Zeno was still staring.
Up close it was even more obvious.
You didn’t belong here.
Not in a building full of illegal experiments and men chasing power that could change the world.
Your cardigan sleeves were pushed halfway up your arms from writing.
A little smudge of ink stained the side of your finger.
You looked… so fucking normal.
So soft.
Zeno felt something unfamiliar twist faintly in his chest.
“…What do you do here?” he asked. Quite bluntly— you thought.
The question seemed to surprise you. I mean, it wasn’t every day a man looking so.. collected, question your intentions at a workplace. Your workplace.

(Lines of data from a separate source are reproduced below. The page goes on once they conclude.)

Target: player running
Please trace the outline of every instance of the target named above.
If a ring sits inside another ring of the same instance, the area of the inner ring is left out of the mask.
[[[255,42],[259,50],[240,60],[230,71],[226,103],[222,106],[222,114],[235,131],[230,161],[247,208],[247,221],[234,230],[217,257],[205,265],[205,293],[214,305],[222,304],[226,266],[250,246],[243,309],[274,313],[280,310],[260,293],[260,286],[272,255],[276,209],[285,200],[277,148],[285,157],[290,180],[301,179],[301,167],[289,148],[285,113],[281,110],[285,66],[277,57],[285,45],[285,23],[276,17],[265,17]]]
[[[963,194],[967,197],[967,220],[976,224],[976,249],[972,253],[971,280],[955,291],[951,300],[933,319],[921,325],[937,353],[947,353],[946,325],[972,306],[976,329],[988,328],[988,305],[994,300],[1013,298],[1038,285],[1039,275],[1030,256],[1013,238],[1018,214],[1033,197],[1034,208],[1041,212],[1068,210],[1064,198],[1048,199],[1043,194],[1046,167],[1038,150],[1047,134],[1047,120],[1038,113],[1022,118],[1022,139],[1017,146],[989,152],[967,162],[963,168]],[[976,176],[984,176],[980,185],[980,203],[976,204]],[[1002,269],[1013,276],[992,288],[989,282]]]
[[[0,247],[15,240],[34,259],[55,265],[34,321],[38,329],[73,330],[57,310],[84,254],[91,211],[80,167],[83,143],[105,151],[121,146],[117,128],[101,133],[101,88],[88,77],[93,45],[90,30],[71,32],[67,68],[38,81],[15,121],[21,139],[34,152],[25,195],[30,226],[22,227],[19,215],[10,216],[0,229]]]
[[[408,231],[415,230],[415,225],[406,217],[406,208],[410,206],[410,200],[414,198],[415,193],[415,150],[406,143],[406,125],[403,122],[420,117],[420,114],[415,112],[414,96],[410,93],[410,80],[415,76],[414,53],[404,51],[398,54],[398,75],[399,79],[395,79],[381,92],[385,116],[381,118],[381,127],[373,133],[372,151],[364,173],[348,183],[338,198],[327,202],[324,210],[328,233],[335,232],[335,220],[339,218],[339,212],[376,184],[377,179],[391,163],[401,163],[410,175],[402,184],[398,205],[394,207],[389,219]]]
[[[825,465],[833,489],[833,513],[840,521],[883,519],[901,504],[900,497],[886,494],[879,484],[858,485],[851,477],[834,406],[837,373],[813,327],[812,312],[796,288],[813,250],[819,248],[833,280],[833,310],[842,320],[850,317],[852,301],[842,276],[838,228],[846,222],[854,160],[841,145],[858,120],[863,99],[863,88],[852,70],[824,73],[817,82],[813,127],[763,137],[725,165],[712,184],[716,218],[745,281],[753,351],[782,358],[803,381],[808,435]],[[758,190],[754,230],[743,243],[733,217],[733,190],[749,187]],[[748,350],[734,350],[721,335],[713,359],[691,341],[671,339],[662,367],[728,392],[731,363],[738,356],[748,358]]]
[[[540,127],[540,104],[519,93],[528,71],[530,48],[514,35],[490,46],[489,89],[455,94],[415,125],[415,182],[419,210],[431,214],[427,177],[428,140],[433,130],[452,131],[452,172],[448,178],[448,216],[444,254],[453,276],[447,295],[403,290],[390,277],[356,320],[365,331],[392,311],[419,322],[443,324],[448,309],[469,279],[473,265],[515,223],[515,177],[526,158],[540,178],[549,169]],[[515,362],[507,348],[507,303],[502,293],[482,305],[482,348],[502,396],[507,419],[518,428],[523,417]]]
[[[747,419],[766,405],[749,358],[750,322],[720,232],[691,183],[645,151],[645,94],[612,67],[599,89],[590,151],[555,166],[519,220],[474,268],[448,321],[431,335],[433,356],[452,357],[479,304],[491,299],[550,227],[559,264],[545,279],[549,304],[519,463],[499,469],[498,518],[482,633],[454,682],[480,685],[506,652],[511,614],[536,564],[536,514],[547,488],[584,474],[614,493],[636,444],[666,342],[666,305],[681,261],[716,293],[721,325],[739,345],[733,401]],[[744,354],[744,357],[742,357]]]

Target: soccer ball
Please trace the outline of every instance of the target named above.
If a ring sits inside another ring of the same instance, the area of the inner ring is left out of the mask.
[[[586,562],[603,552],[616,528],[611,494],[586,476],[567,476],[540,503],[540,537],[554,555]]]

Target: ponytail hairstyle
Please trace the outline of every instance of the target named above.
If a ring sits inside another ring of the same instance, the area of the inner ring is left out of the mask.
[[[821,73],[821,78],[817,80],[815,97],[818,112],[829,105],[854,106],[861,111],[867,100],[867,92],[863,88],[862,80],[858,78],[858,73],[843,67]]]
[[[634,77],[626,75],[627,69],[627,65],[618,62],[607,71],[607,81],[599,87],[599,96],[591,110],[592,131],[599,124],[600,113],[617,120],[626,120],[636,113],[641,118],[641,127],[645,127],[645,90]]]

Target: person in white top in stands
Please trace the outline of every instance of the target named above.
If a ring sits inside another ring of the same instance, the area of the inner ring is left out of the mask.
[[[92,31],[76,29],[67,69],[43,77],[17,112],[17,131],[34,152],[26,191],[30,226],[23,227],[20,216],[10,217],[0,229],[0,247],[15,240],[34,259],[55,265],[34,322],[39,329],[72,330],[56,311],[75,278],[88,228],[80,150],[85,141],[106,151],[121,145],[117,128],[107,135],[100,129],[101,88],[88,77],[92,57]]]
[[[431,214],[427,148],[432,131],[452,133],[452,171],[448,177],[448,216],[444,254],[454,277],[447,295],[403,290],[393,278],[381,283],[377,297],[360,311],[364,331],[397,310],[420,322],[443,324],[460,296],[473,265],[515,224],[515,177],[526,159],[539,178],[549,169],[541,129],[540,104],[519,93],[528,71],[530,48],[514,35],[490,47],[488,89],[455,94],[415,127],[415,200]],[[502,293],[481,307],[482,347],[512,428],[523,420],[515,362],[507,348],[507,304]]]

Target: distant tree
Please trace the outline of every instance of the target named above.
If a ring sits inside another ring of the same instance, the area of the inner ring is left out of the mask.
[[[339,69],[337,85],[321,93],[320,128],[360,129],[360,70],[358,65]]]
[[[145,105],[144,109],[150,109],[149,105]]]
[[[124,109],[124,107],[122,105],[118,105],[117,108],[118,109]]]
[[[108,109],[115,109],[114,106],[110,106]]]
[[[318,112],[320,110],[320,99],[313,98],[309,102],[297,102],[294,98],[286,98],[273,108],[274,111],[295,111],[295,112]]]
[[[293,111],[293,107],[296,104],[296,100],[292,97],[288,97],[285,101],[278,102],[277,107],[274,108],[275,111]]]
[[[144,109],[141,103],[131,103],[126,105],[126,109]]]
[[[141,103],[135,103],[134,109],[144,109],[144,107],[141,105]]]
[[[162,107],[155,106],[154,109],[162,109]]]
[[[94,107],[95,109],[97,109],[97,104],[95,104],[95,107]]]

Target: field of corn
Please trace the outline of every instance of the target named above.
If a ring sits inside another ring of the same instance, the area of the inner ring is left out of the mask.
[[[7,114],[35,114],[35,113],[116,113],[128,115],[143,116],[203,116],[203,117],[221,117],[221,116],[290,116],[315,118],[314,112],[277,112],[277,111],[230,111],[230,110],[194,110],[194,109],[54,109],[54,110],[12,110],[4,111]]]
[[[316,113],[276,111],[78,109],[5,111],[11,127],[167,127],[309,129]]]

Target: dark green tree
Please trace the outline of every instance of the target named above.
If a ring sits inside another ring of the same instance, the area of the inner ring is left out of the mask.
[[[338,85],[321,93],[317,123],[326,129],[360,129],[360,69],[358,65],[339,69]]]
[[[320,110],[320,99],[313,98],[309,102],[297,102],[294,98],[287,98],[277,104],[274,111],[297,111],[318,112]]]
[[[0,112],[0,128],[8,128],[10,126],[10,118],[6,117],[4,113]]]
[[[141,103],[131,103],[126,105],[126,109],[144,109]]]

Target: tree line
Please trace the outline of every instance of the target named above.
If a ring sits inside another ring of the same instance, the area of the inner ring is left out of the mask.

“Oh,” you said quietly, glancing down at your desk. “I’m just the secretary.”
Just.
The word sat strangely in the air.
Zeno’s gaze flicked toward the hallway leading deeper into the building.
Then back to you.
Victor had a habit of hiding things in plain sight.
But this?
Putting someone like you at the front desk of a place like this?
It was reckless.
Or cruel.
He wasn’t sure which yet.
“…You work here every day?” he asked. It was then the man almost felt awkward. Zeno wasn’t new to talking up pretty women— fuck, he was almost a pro at it. But this, this was just confusing. A pretty girl like you deserved better.
You nodded.
“Yes, sir.”
Zeno almost groaned with the way such pleasantries spilled from your soft lips. One hand came up to the desk, grabbing it with a profound force that a crack almost echoed out.
Almost.
Your voice was soft. And so fucking polite.
You were trusting in a way that made something sharp flicker behind Zeno’s eyes.
He exhaled slowly through his nose.
For the first time since arriving, the anger that had been coiled tightly in his chest loosened slightly.
Not gone.
Just… redirected.
“…Call him,” Zeno managed to growl out. Already pulling his hand away from the desk— away from your proximity like it has burned him.
You smiled a little at his answer.
A small, warm thing that seemed completely out of place in the cold marble lobby.
“Of course.”
You picked up the phone.
And while you dialed, Zeno found himself watching you in a way he hadn’t expected to.
Studying the way your voice softened even further when you spoke into the receiver.
The way your fingers tapped lightly against the desk as you waited.
Still trying to understand one very simple thing.
What the hell was someone like you doing in a place like this?
And why, for the first time since stepping through the doors, did the thought of Victor dragging you into whatever horrors he was creating downstairs make Zeno’s patience feel very… thin.